The plan calls for $621 billion for transportation infrastructure and $689 billion for buildings and utilities.

What You Need To Know Before Submitting a Public Project Bid

Surge of Public Project Bid Opportunities

The Biden administration has also submitted a $1.52 trillion 2022 discretionary spending proposal to Congress, in advance of a full budget request, that includes:

$3.6 billion for water infrastructure improvements.
$6.8 billion for the U.S. Army Corp of Engineers civil works program.
$2 billion for federal building construction projects.
$10.2 billion to the National Science Foundation, which will use part of the money to build new research facilities.
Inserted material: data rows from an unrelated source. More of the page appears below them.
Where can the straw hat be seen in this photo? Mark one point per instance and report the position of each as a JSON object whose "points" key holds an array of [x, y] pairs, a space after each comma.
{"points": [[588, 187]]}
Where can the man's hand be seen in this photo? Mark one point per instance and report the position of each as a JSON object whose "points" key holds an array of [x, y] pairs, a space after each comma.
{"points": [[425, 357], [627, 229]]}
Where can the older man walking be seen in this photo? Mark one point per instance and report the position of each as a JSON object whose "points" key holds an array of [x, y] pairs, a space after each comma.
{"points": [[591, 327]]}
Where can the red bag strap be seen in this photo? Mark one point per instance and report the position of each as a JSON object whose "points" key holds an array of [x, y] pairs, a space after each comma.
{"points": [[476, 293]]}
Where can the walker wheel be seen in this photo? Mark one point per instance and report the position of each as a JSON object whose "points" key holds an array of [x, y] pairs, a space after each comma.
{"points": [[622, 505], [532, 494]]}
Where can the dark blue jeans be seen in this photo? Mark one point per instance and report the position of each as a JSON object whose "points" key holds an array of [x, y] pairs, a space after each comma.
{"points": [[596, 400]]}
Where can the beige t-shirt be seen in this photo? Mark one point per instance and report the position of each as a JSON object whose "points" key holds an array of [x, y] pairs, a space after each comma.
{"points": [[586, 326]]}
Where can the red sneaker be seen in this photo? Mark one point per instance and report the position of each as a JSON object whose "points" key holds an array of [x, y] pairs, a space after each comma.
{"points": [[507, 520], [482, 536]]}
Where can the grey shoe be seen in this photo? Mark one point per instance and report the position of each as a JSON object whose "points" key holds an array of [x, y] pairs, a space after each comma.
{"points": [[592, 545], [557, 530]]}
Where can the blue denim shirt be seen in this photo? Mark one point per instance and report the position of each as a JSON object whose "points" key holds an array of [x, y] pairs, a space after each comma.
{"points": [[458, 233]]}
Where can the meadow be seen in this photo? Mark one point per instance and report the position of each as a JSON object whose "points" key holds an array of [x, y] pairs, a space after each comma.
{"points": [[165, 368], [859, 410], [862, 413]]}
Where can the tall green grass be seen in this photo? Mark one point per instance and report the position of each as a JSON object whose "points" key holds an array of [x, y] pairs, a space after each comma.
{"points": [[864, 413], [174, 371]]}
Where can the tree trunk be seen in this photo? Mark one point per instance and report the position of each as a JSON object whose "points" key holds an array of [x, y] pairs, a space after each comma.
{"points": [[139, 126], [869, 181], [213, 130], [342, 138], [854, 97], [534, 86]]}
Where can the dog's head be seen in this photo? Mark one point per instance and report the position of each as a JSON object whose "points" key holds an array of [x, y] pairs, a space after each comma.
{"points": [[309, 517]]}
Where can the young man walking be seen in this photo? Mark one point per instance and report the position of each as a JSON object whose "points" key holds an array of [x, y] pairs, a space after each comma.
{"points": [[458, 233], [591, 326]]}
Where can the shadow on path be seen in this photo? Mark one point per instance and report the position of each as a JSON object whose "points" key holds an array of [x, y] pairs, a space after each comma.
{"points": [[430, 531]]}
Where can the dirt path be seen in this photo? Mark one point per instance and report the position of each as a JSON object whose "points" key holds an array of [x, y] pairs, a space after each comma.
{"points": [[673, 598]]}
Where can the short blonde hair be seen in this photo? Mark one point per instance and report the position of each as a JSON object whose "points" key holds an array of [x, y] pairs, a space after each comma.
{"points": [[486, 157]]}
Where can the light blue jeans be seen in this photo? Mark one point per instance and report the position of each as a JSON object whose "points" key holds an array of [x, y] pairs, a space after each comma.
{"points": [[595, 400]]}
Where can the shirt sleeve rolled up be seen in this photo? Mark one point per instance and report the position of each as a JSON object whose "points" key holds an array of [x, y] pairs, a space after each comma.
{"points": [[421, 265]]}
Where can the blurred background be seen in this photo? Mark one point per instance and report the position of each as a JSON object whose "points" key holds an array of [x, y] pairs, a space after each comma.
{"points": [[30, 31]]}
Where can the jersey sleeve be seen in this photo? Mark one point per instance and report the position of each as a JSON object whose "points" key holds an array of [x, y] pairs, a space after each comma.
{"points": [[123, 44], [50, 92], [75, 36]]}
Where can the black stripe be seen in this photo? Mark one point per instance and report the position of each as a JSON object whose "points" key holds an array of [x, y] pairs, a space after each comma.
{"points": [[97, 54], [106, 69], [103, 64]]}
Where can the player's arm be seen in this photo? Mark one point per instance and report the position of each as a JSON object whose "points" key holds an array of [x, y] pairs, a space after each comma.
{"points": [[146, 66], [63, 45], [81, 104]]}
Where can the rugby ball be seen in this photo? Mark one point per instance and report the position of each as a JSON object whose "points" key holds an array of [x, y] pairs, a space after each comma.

So, it’s no surprise that private-sector contractors might be interested in grabbing a share of any upcoming publicly funded work. In fact, the runup to a potential surge of public projects up for bid is starting to mirror 2008 and the Great Recession, said attorney Lori Ann Lange, partner and co-chair of Peckar & Abramson’s Government Contracting & Infrastructure practice.

What You Need To Know Before Submitting a Public Project Bid

What To Consider

Below are some of the most important considerations for contractors to address before they start bidding on publicly funded projects:

1. Applications
The time to start getting ready is sooner rather than later, said attorney Lisa Colon, partner in Saul Ewing Arnstein & Lehr’s Fort Lauderdale, Florida, office. There are time-consuming qualification applications that must be completed and then reviewed by the relevant contracting agencies, both state and federal, and depending on the jurisdiction of the project, additional county and city requirements, she said.

2. Unfamiliar contract language and organization
Even the most seasoned private-sector contractor might experience some confusion when evaluating a government contract, Lange said.

Rather than have all the terms and general conditions laid out, she said, many clauses are incorporated by reference, and it really takes an expert to review them properly.

“They’re used to having a complete document in front of them,” Lange said.

There is also little chance of negotiating the terms, she said.